Hilma af KlintCatalogue raisonné I - Spiritualistic Drawings 1895-1910
Chantal Pattyn’s selection for her storefront.
It had long been clear that art history needed to be rewritten. Since the work of the Swedish Hilma af Klint was displayed in the 1980s, an alarm has gone off in art historical circles. Wasn’t abstraction put on the map by Kandinsky? How could a Swedish woman, who had spent much of her life in artistic isolation, leave behind such a revolutionary body of work? Af Klint is a special case. She received a traditional art education, painted portraits and landscapes, but was mainly interested in the spiritual. She embraced theosophy and the anthroposophical ideas of Rudolf Steiner, who was one of the few to visit her studio. Apparently, she was very aware of what she was doing. She decided that her work could not be seen until 20 years after her death. Because she believed the world was not ready to understand her work. In 2016 I saw the beautiful expo in The Serpentine in London. This catalog raisonné, with a separate volume for “The Paintings of the Temple”, is equivalent to a séance, led by af Klint.
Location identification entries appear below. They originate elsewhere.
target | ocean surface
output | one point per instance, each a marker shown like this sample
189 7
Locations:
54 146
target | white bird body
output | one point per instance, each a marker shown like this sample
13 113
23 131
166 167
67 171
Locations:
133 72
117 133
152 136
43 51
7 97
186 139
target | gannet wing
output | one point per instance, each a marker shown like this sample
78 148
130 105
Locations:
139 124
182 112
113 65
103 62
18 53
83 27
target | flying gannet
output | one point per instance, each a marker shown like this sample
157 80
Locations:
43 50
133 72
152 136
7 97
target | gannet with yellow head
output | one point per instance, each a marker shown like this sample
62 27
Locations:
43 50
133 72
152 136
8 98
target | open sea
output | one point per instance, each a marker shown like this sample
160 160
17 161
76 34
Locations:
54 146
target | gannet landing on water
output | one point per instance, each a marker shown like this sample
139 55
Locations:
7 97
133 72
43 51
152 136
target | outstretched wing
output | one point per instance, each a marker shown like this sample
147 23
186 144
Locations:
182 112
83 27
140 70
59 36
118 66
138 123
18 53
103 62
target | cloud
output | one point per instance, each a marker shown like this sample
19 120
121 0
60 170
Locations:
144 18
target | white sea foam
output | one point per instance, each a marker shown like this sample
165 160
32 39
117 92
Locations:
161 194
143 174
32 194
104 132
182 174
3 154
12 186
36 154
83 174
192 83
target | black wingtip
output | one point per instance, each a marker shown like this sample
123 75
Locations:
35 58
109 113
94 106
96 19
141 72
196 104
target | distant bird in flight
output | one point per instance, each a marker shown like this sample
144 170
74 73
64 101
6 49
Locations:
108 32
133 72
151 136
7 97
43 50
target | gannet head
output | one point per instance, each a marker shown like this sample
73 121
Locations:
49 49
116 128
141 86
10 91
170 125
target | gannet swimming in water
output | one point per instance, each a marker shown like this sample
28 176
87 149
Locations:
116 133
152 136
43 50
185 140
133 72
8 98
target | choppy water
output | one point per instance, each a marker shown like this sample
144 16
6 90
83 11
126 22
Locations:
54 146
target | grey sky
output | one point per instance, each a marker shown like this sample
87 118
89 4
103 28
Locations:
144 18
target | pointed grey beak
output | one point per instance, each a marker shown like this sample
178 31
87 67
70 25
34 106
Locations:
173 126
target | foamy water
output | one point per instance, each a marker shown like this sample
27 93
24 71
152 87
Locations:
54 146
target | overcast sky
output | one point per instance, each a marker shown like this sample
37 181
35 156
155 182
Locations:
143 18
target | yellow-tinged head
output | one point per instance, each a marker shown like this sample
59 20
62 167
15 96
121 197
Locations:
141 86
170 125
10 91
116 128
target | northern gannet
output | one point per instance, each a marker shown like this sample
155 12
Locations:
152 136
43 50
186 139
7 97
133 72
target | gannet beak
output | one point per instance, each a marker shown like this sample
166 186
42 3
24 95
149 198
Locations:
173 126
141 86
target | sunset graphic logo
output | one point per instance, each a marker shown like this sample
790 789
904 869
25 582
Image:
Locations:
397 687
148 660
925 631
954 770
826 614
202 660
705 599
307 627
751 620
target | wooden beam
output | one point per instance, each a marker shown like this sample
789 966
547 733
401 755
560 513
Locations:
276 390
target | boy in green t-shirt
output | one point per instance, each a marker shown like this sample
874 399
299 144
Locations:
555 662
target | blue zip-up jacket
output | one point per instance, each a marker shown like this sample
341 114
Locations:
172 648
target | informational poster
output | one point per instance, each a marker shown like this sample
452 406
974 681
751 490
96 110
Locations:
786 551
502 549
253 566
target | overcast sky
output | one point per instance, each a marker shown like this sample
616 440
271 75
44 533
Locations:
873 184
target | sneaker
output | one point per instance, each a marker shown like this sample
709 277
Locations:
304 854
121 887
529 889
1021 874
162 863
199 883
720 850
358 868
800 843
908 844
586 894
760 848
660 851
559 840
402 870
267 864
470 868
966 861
The drawings in this first volume of a new catalogue raisonné represent an intense ten-year period of Hilma af Klint’s (1862-1944) life that would lay the foundation for her later achievements. In 1896, af Klint and four other women formed The Five, a group steeped in the spiritualist beliefs permeating Europe at that time, including theosophy, Rosicrucianism and other strains of liberal religious thought. From 1896 to 1907, The Five engaged in a daily systematic method of spiritual experimentation. During séances, Hilma af Klint drew automatic spiritual sketches based on the messages that the medium (not always the same member) communicated from the spirits the group summoned. The elaborate system of symbols, geometry and biological imagery that characterize her work all find their origin during this period.